Monday, March 17, 2014

So that person so conveniently said hi to me as if the letter didn't reach to him. I guess that already proves a lot. What the fuck am I doing sia I really don't understand SIAO LOL. I stooped too low. I think I just woke up. But I said this so many times already. Gosh...... :( But if I was so determined to do it just before I went to Europe last year, it means I can do it again. Lol what fuckery is this seriously. Eh you all win la I give up. Really last time already thanks la k thanks. I am gonna make it a point to make sure you don't affect me. I need to get the fuck out of this school. Pissing me off.

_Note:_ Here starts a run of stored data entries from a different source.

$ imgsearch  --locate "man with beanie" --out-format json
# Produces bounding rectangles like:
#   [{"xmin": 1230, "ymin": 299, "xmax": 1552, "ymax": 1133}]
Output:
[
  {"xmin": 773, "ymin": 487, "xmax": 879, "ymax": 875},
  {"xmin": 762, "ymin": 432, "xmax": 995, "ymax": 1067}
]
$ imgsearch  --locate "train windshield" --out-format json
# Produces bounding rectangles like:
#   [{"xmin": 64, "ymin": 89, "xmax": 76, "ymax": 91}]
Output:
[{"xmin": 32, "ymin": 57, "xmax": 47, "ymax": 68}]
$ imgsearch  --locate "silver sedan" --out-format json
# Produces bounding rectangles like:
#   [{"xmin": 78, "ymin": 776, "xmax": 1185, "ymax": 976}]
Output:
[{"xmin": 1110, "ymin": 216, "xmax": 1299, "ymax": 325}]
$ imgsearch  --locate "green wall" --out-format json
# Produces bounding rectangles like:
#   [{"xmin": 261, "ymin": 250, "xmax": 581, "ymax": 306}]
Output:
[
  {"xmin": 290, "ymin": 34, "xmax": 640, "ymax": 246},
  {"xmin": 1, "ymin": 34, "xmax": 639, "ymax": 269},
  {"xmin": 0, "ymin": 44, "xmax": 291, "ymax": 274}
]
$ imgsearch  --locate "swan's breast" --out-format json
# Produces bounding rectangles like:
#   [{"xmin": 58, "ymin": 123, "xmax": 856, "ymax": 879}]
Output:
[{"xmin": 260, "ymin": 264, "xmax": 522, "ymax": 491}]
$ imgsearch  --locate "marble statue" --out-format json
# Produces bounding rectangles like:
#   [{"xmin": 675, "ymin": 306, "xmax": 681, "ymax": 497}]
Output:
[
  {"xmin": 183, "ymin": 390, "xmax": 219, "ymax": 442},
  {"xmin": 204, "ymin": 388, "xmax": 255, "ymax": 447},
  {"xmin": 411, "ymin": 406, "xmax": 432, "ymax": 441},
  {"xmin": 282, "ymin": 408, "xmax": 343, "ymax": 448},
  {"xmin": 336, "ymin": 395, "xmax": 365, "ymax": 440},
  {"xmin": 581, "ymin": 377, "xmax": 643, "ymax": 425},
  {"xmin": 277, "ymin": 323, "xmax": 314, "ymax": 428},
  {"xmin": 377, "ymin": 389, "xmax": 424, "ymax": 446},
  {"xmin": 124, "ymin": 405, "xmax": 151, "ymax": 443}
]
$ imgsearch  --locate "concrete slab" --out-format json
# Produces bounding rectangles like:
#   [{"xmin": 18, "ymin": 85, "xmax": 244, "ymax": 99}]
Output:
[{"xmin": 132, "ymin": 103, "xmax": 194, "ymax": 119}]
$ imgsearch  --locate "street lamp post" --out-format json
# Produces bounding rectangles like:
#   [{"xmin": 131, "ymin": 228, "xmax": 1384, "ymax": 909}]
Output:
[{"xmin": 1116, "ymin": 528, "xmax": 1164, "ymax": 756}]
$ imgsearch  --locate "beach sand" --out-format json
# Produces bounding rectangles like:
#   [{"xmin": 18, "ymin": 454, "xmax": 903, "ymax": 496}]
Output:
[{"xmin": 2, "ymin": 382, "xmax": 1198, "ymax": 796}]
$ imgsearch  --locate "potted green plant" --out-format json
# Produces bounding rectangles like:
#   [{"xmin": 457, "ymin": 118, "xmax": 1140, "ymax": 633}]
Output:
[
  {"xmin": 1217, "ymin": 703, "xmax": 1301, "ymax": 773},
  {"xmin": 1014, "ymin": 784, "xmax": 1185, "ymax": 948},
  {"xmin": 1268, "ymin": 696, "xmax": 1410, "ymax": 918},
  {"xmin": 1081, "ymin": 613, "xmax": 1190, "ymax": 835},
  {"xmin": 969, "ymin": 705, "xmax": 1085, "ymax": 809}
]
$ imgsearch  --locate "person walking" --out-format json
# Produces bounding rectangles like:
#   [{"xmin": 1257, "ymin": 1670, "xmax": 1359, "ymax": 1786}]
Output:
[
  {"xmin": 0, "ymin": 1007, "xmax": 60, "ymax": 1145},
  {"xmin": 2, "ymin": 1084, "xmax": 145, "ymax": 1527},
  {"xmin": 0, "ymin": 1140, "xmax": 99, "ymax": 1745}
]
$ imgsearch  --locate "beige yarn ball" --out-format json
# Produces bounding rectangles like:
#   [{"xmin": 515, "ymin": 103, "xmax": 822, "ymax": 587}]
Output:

I need god to lead me to where I'm supposed to be. I really honestly want to study abroad. & I am highly considering it. But will I be able to let go everything here? There is nothing much for me to hold on actually. Everyone giving me so much pain and misery I can't even understand this shit. I'll probably only miss having my parents around when I feel alone. I'll probably cry for days and go crazy 2 weeks into living abroad though. Hmmmm :( I'm so messy right now. I don't even wanna say I need someone to confide in cuz I don't wanna listen to anyone at this moment right now. Need some peaceful time by myself or actually some quiet companion would be good. I just don't want to listen anymore. I'm so tired.

Yep I hope tomorrow rains again. I don't like the project that I'm doing now. I'm just not enjoying anything that I'm doing anymore. K like whatever I'm going to bed.